# Best paddock fence materials?



## boots (Jan 16, 2012)

Electric tape, or wire that you mark with strips, run on T-posts and straight posts. You can cap the T-posts if you are worried about sharp edges. This type of fence is pretty adaptable and not difficult to move when your needs change again.

T-posts, wire, and chargers can sometimes be found second hand, cutting the cost even more.


----------



## Cielo Notturno (Sep 12, 2013)

boots said:


> Electric tape, or wire that you mark with strips, run on T-posts and straight posts. You can cap the T-posts if you are worried about sharp edges.

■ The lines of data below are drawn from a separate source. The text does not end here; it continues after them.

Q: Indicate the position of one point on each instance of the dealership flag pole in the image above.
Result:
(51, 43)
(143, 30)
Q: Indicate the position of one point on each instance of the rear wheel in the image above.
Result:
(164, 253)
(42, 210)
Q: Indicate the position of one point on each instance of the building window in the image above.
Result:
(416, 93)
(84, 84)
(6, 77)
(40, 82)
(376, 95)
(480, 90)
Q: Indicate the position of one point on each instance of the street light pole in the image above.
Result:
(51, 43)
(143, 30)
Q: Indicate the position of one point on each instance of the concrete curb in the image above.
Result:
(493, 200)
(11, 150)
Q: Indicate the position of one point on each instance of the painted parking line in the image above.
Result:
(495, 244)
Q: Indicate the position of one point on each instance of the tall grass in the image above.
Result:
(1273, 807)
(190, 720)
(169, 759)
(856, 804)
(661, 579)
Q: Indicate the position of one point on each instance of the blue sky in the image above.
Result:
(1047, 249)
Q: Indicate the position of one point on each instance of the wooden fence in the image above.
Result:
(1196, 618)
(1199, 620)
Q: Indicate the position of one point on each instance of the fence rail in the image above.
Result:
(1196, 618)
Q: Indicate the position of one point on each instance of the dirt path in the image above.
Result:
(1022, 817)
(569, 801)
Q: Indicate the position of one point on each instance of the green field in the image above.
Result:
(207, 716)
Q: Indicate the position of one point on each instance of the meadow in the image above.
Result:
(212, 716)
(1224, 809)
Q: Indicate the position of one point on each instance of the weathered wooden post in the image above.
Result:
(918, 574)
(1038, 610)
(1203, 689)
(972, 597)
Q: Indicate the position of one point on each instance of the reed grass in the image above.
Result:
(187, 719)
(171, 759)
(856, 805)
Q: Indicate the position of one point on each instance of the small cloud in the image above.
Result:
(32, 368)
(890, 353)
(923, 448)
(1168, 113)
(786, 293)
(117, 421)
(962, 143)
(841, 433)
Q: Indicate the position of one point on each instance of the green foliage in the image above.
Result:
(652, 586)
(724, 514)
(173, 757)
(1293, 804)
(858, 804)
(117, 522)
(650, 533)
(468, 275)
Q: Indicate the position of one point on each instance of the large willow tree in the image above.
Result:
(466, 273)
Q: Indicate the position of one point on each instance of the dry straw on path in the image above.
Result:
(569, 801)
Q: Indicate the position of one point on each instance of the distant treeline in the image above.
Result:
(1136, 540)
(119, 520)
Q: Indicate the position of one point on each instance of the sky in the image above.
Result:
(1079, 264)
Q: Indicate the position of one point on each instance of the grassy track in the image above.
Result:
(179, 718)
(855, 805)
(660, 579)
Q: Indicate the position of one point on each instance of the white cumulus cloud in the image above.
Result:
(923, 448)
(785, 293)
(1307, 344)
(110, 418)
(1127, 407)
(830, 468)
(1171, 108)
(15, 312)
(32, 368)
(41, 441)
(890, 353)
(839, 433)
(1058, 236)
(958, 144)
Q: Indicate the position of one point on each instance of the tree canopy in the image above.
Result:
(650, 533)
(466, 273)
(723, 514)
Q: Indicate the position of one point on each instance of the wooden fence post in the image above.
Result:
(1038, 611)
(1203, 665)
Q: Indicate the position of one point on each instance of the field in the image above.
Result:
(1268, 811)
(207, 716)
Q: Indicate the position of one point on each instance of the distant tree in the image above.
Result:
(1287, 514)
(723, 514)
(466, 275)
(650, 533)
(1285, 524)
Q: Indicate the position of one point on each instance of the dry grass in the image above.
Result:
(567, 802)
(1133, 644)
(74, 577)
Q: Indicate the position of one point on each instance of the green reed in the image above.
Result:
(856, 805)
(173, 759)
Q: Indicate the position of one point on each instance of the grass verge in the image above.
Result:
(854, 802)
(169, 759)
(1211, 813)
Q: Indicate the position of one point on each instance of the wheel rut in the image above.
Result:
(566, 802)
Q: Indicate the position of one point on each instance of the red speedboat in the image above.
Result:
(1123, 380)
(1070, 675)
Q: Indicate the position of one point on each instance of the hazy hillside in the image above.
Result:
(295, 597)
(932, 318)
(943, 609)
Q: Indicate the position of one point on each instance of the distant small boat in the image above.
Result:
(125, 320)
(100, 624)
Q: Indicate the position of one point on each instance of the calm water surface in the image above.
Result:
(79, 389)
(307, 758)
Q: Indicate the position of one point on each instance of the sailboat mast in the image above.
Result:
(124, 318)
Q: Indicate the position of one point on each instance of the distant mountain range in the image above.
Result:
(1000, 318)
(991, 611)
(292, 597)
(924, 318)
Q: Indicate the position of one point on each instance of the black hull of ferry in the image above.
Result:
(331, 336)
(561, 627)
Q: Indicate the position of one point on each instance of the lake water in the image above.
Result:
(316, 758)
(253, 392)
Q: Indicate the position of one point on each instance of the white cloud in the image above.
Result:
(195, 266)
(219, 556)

This type of fence is pretty adaptable and not difficult to move when your needs change again.
> 
> T-posts, wire, and chargers can sometimes be found second hand, cutting the cost even more.


This.

Electric is cheaper and safer than anything else. Just make sure you're using some kind of tape/wire that the horse *can* break. The point is that the horse should not touch the wire/tape at all, but accidents happen and you don't want the horse cutting himself on the wire. 

I have never heard of horses jumping the electric wire, but some (read: mine) go _under_ it if the top line is too high. Using two lines is considered better.


----------



## jagman6201 (Mar 13, 2009)

I agree with electric trap - I've used it and had no major problems. But don't skimp on T-post caps.


----------



## verona1016 (Jul 3, 2011)

Agree with electric cord/tape- make sure you get an adequate charger, though, as the fence itself is not very strong and you're relying on the charge to ensure the horse respects it!


----------



## MBW (Oct 7, 2013)

Electric is a very cheap and easy way to put up fence, just make sure you walk around the pen a couple times making sure it is safe.


----------



## Corporal (Jul 29, 2010)

I understand having to be cheap. BUT...
I would suggest that you build a small enclosure with wood. I prefer metal rail fencing, which is what I have NOW, but wood is safe and a small turnout area isn't really expensive.
If you don't put the electric up correctly it can be both dangerous and won't work. I have seen many well built electric fencing and many saggy, "accident waiting to happen" fencing, too.
Get some local advice, too. Build the rest with electric, but you should know that you need GOOD insulators, metal fence posts like the ones you see on rural properties next to an Interstate can impale a horse, so DON'T use them!, and you need to check it to make sure that it's hot. Horses can smell the electricity, and when it's right, if you touch it, it will go right through you to ground. Where I kept my horses before I found my rural property, the FO used electric and it was ALways iffy. I found my older, sane gelding one morning with a piece of electric wire, broken off and dragging from his fetlock.
I am lucky that my 5 acre property came WITH house, WITH barn, WITH outbuildings and fencing and was <$100K. My horses have 4 acres of turnout and gates, BUT *they don't NEED that much room.* Yours don't either. Good luck.


----------